5 Unintended Consequences of Credit Card Reform
The Credit CARD Act eliminated some of the credit card industry’s worst practices for consumers, such as arbitrary rate increases and double-cycle billing.
1. Tightened Credit
With the inability to raise interest rates arbitrarily, credit card companies are getting pickier about who they approve for credit. Customers with poor to mediocre credit may be shut out of the market. If you’ve had some credit problems, pay down debt and pay your bills on time to improve your credit score.

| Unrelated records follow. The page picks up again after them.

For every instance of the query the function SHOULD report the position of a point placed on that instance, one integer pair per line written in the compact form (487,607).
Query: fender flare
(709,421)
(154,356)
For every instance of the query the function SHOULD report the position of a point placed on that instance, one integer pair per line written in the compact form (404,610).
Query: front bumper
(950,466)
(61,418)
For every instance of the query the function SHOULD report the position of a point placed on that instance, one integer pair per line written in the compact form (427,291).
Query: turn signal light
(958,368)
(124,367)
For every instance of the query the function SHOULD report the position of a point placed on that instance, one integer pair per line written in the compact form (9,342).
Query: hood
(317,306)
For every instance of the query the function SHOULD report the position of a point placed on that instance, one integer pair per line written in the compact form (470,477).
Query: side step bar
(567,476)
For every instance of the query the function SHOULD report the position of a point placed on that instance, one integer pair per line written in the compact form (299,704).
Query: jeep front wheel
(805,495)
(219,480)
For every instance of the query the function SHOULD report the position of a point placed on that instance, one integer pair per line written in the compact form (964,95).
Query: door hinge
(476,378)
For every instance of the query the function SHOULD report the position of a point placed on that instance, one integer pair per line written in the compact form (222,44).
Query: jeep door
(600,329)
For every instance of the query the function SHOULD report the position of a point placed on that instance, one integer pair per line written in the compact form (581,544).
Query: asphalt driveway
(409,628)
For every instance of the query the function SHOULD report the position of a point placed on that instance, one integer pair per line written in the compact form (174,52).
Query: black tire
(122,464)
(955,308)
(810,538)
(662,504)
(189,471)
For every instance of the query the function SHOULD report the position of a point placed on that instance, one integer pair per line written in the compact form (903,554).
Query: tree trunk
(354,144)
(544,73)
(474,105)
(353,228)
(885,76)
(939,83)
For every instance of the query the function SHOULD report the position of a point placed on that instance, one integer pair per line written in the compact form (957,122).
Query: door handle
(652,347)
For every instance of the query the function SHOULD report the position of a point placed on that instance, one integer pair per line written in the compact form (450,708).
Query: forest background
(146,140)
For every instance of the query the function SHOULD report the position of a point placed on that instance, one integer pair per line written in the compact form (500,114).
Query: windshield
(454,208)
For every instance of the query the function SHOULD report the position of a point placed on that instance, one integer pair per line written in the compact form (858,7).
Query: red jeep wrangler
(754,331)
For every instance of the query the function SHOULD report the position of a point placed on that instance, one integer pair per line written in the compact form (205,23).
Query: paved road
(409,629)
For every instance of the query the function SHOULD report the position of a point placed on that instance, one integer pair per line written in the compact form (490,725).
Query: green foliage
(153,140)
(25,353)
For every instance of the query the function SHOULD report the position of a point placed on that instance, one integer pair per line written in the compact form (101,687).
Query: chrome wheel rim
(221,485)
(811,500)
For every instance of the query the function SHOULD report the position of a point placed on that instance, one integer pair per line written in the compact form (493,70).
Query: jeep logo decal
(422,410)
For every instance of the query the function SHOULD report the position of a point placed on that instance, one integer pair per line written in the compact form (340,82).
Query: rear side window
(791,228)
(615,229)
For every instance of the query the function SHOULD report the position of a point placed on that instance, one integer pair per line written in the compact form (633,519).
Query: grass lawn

2. Higher Credit Card Rates Overall
In anticipation of the new regulations, credit card companies scrambled to increase rates on many existing accounts in 2009, and were offering higher rates on new accounts at the beginning of 2010. According to IndexCreditCard.com’s monthly survey released in February, the average credit card rate offered to new customers was 16.7 percent, a half-point higher than the previous month and the highest average calculated since the survey’s inception five years ago.
3. More Variable Credit Card Rates
The industry is moving toward variable, instead of fixed rates. Variable rates move up and down according to an index, such as the prime rate. With the prime rate at historically low levels, you can count on variable rates going up.
4. New and Higher Credit Card Fees
With their income limited by restrictions on rate increases, credit card companies are looking to make more money from fees. Some credit card companies are testing incentive programs to encourage customers to upgrade to cards with annual fees, and some companies have started charging inactivity fees on unused accounts, transaction fees on purchases made outside the U.S., or processing fees for paper, versus online statements. Card issuers are also increasing fees for services, such as balance transfer transactions.
5. Tougher to Get Credit Card Rewards
Credit card companies are becoming sticklers about reward redemption. American Express customers, for instance, learned they can’t redeem credit card rewards if they’re late with a payment, unless they pay a $29 fee.
The lesson in these trends is that even with reform, consumers still need to be wary. Read your credit card agreement thoroughly to avoid any traps, and shop carefully for the best credit card deals.